In this initial version, the Scheme code doesn't actually do anything with the data, except pass it around. It would probably be useful to think of some transformation to do on it as it whizzes by, in order to better illustrate how Gambit can convert C data to Scheme data and vice versa. I don't want to wait around for inspiration to strike on that point, though, so I've gone ahead and packed up Atta 1.0 and made it available.

Apis should be along as well in pretty short order. It's not any more complicated or difficult to package up than is Atta.

Oh, and somebody's sure to wonder what's up with the names "Atta" and "Apis". They're genus names of insects; specifically, "Atta" is the leafcutter ant, and "Apis" is the honeybee. When I first wrote Apis it was part of an experiment in writing a minimal Cocoa application that could serve as the front-end of a system of cooperating processes. Lots of cooperating processes; a swarm that makes something appealing or useful; honeybees; you get the idea. When I decided to port the basic application framework over to Gambit, I debated using the same name, but I thought, "I still want to release the Common Lisp version, and it would be nice if were easy to distinguish them. It would also be nice if it could have a similarly brief and easy-to-remember name, and if it stuck to the eusocial organism theme established by Apis." There are several eusocial organisms to choose from. "Naked Mole Rat" has its own kind of aesthetic, but just didn't seem quite right. After some consideration, I chose "Atta', the leafcutter ants, because they're eusocial, and I admire their invention of agriculture.

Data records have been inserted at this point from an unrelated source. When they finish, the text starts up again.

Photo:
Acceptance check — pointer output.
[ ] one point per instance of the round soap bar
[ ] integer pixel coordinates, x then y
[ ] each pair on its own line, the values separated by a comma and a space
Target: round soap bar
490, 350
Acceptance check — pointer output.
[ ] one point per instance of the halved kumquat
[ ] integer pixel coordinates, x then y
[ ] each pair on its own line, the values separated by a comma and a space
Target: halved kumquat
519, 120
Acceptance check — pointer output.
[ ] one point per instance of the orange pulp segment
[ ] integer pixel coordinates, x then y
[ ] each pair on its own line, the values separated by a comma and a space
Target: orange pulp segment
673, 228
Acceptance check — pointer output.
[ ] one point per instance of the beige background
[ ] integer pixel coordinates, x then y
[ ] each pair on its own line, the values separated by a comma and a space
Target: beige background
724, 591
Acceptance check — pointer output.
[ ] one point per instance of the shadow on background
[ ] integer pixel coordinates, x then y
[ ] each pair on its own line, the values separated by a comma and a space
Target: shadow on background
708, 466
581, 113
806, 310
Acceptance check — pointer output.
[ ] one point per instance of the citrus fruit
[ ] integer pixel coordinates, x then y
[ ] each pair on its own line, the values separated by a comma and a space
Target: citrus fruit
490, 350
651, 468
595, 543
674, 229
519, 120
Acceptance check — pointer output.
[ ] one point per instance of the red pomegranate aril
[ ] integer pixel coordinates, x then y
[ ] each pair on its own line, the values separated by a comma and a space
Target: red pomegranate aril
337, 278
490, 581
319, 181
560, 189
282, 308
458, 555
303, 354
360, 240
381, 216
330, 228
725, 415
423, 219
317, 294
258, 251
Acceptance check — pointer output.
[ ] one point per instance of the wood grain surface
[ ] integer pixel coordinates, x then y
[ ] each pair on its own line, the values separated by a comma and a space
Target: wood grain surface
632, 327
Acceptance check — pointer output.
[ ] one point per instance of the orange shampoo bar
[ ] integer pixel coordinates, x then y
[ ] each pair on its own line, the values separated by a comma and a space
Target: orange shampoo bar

So that's it; the clamoring throng of one or two people who want a simple example of how to build a Cocoa app in Gambit can grab Atta 1.0, and Apis will be along shortly. Bear in mind that for Atta to be of any use, you'll need to have a recent version of Apple's Developer Tools , and also a recent version of Gambit-C.

Have fun!

Comments

(Anonymous)

faithful reader

thanks a lot for taking the time to do this, mike !
Very much appreciated :)
I had to tweak the Makefile a little to remove the -arch bits and add the /usr/local/Gambit-C includes/libs but after that it built great on Snow Leopard with the latest Xcode and Gambit stuff.

Neat stuff!

Does the inline-ish C confuse Emacs at all?
Yeah, the inline C definitely confuses Emacs. Inside those blocks It's reduced to a dumb text editor.

Interesting about the Makefile tweaks. I wonder why? I'm building on Snow Leopard, too. Maybe we have different optional installs?

Apis is getting close. Its Makefile will also require tweaks, in this case because you'll need to tell it where the CCL you want to use can be found.
I don't think I installed 32-bit support when I installed Xcode.